Слезы брызнули у нее из глаз, и она громко высморкалась. Мари почувствовала, как у нее холодеют руки и ноги. Во рту пересохло, она прокашлялась и перевела взгляд на друзей. Анна побледнела, а Фредерик закрыл лицо руками.

— Вы хотите сказать, что ваш муж, Ханс Карлстен… что он умер? — прошептала Анна наконец. Эльса от удивления даже перестала рыдать.

— Конечно умер, — пробормотала она. — Хотя я до сих пор не могу в это поверить. Должна признаться, сначала я подумала, что вы не захотите мне помогать, но не переставала надеяться… А потом ночью пришла она. Решительная и сильная. И это было… красиво… Знаю, звучит странно, но это было прекрасно. Самое прекрасное из всего, что мне доводилось видеть. Словно ангел мести спустился с небес, чтобы покарать зло. Темная тень. И эти волосы. Нет, я никогда это не забуду.

— Кого вы видели? — нервно спросила Анна. Фредерик сидел, не меняя позы. Эльса смотрела прямо перед собой, словно восстанавливая в памяти события.

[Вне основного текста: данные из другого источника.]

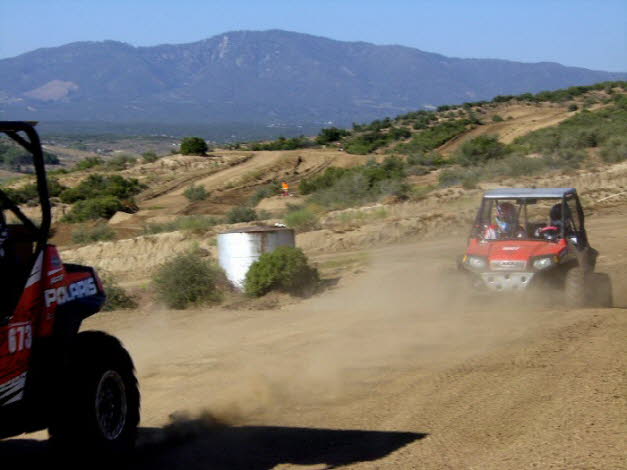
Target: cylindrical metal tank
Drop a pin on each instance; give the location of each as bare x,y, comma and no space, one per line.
239,248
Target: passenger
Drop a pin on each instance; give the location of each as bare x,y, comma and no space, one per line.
554,229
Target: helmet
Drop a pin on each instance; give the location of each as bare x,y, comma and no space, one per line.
556,213
505,216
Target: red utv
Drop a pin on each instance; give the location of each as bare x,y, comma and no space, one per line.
80,386
524,238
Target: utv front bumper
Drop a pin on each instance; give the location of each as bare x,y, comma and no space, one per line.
511,281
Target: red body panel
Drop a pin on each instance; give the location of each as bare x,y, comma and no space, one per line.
515,250
34,317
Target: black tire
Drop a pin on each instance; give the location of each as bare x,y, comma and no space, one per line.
575,287
99,406
601,290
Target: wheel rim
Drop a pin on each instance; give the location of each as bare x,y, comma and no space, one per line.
111,405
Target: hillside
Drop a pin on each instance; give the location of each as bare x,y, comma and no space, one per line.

— Как я уже сказала, я видела ангела мести, а не конкретного человека. Я понимаю, так было задумано. Я никогда не смогу никого обвинить, потому что не знаю, кого именно видела в спальне и кто накрыл подушкой лицо Хансу. Это мог быть кто угодно. Для меня это и будет некто, не имеющий к вам никакого отношения. Я хочу заплатить вам как можно скорее. Наличными. Но боюсь, получится не раньше, чем через неделю. Сейчас мне придется заняться похоронами. Вы должны на них прийти. Мне нужна ваша поддержка. Потом я продам дом. Во всем нужен порядок, как любил говорить мой муж.

Эльса замолчала. Потом улыбнулась, и ее лицо осветилось такой радостной улыбкой, что она сразу помолодела. Мари невольно вздрогнула. Похоже, Эльса была в трансе, она совсем не походила на ту женщину, с которой Анна познакомилась неделю назад. Что она несет? Ангел мести… Темная тень…

Мари хотела что-то сказать, но Эльса ее опередила:

— Я стояла у постели и смотрела на мужа, пока не приехала полиция. Он выглядел отвратительно, и я не могла понять, как он мог когда-то привлечь мое внимание. В тот момент… в тот момент я ничего не чувствовала. Только вспоминала, как он со мной обращался, что говорил мне, и думала: мертвый он меня вполне устраивает.